From a technical standpoint, the hottest and most exciting aspects of the R9700 are the raw power features packed onto the die. Manufactured in Taiwan by TSMC using 0.15 um technology, the core of the R300 still runs at 1.5V with the equivalent power draw and heat dissipation. The transition to a 130 nm process was originally planned to coincide with the launch of the R300 core, however, the technology is still to fragile, too many resources are further occupied at TSMC and overall, the additional potential gains were not worth the risk involved in combining new, uncharted technology with a new process which would have exponentially increased the possible pitfalls.

The side effect of the delayed launch of the 130 nm process is increased power demand that actually exceeds the AGP 3.0 specifications and, therefore, the RADEON 9700 requires external power, reminiscent of the 3dfx VooDoo5. Upping the core voltage to levels that require more power, however, allows to increase the clock speed beyond the 200 + MHz that the VP10 and the Parhelia are stuck with for the time being.

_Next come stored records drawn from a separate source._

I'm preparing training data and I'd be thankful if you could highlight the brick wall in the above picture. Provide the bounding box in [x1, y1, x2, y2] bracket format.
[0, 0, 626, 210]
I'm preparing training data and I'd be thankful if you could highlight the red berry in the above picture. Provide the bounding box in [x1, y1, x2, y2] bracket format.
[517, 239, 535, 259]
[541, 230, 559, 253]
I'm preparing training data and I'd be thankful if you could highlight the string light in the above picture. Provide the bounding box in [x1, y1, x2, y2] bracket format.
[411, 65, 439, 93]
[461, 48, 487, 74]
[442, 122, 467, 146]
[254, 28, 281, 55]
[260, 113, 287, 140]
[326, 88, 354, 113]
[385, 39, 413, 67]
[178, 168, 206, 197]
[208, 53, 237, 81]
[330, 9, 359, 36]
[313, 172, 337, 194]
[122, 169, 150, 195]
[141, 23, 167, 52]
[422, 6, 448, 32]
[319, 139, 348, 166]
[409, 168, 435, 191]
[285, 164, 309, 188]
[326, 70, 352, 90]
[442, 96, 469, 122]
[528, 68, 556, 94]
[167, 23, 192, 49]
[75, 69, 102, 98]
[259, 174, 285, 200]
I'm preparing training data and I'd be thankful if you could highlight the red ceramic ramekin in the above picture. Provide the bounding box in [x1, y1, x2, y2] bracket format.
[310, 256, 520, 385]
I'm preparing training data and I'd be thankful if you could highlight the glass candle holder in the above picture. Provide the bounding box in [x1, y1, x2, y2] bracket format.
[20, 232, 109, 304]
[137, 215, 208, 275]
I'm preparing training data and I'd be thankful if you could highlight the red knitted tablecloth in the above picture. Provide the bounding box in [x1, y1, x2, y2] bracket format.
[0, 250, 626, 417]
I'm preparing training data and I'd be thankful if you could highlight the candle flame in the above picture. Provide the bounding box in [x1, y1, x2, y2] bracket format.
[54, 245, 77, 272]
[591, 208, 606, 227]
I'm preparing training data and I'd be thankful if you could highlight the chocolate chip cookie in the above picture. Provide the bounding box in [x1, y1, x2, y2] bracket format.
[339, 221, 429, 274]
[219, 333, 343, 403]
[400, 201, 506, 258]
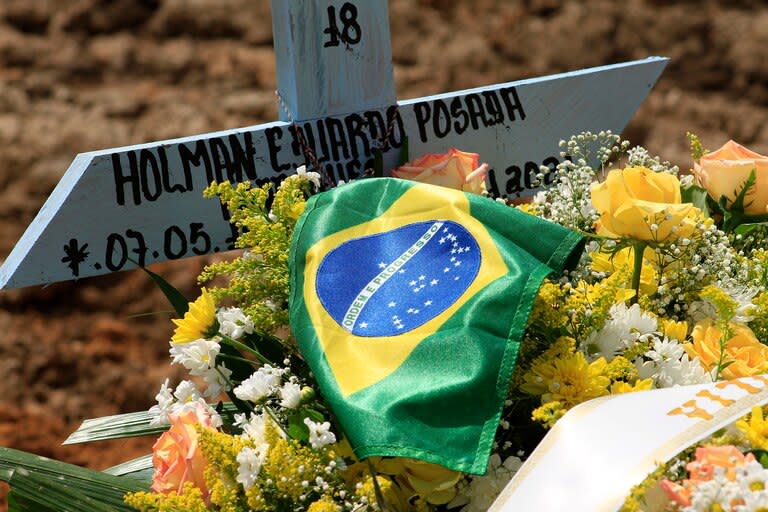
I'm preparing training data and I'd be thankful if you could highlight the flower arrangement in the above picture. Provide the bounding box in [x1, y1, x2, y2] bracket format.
[0, 132, 768, 512]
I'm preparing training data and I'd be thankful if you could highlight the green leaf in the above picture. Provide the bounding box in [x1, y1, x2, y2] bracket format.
[288, 408, 325, 442]
[685, 132, 709, 162]
[104, 455, 155, 480]
[731, 169, 757, 215]
[0, 448, 149, 512]
[680, 185, 710, 218]
[141, 267, 189, 318]
[288, 412, 309, 442]
[63, 403, 238, 445]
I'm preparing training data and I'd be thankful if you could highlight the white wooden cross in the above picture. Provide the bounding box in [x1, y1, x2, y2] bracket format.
[0, 0, 667, 288]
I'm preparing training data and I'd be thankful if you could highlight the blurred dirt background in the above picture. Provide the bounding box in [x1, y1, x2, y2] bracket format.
[0, 0, 768, 509]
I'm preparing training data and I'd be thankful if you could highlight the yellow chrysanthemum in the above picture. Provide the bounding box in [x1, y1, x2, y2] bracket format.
[611, 378, 653, 395]
[661, 318, 688, 342]
[591, 247, 658, 296]
[520, 352, 611, 408]
[374, 457, 462, 505]
[736, 405, 768, 450]
[307, 496, 341, 512]
[171, 288, 218, 343]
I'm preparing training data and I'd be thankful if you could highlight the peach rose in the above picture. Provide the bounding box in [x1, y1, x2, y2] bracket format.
[151, 403, 212, 499]
[660, 445, 755, 507]
[592, 167, 699, 242]
[683, 320, 768, 379]
[693, 140, 768, 215]
[392, 148, 488, 194]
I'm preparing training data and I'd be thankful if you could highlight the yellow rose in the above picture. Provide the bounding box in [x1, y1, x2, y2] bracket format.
[151, 403, 212, 499]
[592, 167, 699, 242]
[693, 140, 768, 215]
[683, 320, 768, 379]
[392, 148, 489, 194]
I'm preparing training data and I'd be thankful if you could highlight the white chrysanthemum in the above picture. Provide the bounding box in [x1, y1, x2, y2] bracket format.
[278, 382, 301, 409]
[296, 165, 320, 190]
[234, 412, 276, 446]
[201, 363, 232, 399]
[635, 337, 712, 388]
[733, 491, 768, 512]
[170, 339, 221, 375]
[735, 460, 768, 496]
[234, 364, 286, 402]
[235, 447, 267, 491]
[587, 303, 658, 361]
[149, 379, 175, 427]
[657, 354, 716, 387]
[216, 308, 254, 340]
[723, 285, 760, 325]
[304, 418, 336, 450]
[448, 453, 523, 512]
[682, 476, 736, 512]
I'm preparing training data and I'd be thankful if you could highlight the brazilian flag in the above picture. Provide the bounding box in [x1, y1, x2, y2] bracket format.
[290, 178, 583, 474]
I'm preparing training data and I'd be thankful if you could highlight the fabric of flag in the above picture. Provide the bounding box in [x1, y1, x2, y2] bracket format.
[290, 178, 583, 474]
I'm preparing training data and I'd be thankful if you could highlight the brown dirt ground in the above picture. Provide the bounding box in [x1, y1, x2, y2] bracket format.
[0, 0, 768, 509]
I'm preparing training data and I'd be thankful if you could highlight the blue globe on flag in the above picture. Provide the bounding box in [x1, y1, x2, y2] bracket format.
[316, 220, 481, 337]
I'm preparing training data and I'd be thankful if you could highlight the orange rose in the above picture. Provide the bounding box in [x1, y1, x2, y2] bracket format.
[693, 140, 768, 215]
[151, 403, 212, 499]
[683, 320, 768, 379]
[392, 148, 488, 194]
[660, 445, 755, 507]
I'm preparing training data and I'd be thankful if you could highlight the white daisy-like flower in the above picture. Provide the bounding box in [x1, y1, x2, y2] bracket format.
[278, 382, 301, 409]
[296, 165, 320, 190]
[735, 460, 768, 495]
[234, 412, 284, 446]
[235, 447, 267, 491]
[216, 307, 254, 340]
[173, 380, 202, 404]
[201, 363, 232, 399]
[170, 339, 221, 375]
[723, 285, 760, 325]
[635, 337, 712, 388]
[149, 379, 175, 427]
[587, 303, 658, 361]
[448, 453, 523, 512]
[681, 476, 734, 512]
[304, 418, 336, 450]
[234, 364, 286, 402]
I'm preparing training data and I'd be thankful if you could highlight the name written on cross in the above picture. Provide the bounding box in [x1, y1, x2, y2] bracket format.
[0, 0, 667, 288]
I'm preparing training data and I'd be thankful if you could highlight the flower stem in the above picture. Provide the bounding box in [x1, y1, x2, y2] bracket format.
[631, 242, 648, 304]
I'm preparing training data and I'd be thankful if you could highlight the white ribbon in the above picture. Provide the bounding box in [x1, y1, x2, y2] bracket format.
[490, 376, 768, 512]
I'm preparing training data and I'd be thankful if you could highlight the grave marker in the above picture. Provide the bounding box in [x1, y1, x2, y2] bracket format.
[0, 0, 667, 288]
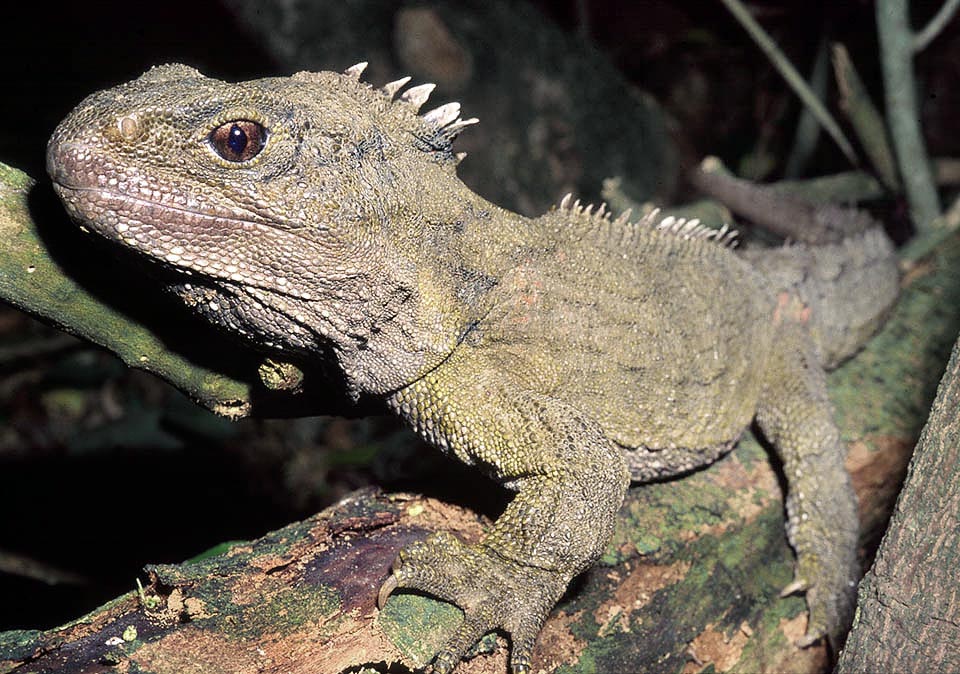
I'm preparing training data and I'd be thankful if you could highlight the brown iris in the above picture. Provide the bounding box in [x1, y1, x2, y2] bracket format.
[210, 119, 267, 162]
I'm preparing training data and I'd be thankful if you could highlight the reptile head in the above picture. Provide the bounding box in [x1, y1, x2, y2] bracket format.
[47, 64, 476, 394]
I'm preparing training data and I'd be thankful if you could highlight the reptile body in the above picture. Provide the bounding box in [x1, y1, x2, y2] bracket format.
[48, 64, 897, 672]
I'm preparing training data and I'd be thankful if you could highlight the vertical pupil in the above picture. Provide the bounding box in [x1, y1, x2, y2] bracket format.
[227, 124, 247, 155]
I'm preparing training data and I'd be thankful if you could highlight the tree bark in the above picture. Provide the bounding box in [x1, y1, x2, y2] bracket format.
[0, 160, 960, 674]
[836, 334, 960, 674]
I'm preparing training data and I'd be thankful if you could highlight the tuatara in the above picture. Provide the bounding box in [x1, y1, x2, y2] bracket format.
[47, 64, 897, 672]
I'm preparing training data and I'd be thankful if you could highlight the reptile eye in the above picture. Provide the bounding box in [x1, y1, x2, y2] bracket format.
[210, 119, 267, 163]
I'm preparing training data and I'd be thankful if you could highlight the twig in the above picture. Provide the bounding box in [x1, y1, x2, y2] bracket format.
[913, 0, 960, 52]
[720, 0, 859, 166]
[876, 0, 940, 231]
[783, 40, 829, 178]
[833, 44, 900, 191]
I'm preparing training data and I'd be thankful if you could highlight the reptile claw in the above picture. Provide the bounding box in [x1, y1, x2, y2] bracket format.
[377, 573, 400, 611]
[780, 578, 810, 597]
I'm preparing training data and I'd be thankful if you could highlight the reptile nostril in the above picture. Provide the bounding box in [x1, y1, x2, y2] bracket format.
[117, 115, 140, 140]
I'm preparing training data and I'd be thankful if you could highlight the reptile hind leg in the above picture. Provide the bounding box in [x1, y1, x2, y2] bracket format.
[757, 323, 860, 650]
[380, 368, 629, 674]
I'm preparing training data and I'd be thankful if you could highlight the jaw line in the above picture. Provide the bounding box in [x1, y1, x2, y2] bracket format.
[53, 181, 332, 302]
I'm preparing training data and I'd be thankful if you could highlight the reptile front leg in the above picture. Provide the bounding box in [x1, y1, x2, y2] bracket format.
[380, 356, 629, 673]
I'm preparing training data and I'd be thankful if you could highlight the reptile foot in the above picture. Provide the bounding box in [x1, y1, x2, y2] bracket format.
[378, 532, 568, 674]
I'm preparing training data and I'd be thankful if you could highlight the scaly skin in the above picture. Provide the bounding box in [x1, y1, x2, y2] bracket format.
[48, 65, 896, 672]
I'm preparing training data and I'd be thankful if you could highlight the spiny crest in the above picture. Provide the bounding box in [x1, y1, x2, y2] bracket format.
[560, 194, 738, 248]
[343, 61, 480, 147]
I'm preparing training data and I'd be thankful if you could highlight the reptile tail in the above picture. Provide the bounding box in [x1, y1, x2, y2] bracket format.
[742, 226, 900, 369]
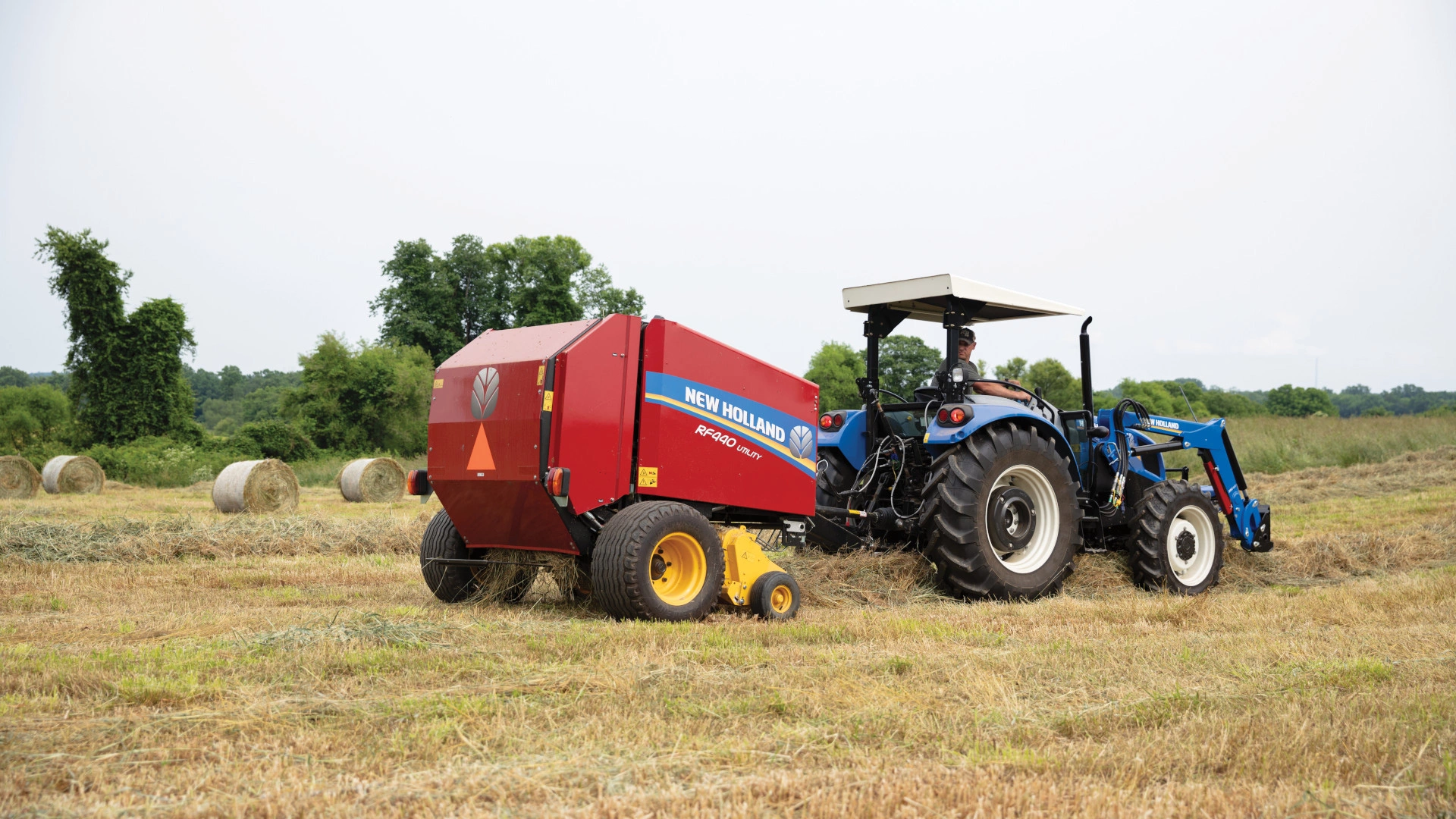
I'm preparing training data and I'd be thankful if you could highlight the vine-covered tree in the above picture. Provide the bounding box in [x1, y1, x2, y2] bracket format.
[370, 234, 644, 364]
[35, 228, 198, 443]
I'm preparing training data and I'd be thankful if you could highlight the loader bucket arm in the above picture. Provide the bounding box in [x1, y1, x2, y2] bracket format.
[1098, 410, 1274, 552]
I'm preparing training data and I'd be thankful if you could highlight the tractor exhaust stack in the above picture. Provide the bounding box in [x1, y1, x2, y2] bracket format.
[1078, 316, 1092, 413]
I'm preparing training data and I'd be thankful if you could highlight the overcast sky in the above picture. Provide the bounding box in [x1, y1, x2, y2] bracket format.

The Quad-Channel memory interface of the R300

The memory interface has increased to 256-bit width to ensure enough bandwidth from the Local Frame Buffer (LFB) to the R300 core. At the announced frequency of 600 mbps (mebabit/sec/pin) the wide interface will deliver no less than 19.2 GB/sec total bandwith, variations in memory speed will allow to push the 20 GB/s barrier.

The memory interface is subdivided into 4 independent memory channels (A-D) of 64 bit width each, linked via crossbar architecture to the individual DDR memory controllers (#1-#4 + AGP controller). This massive amount of bandwidth will be required to handle some of the upcoming games like Doom 3 with textures in excess of 80 MB.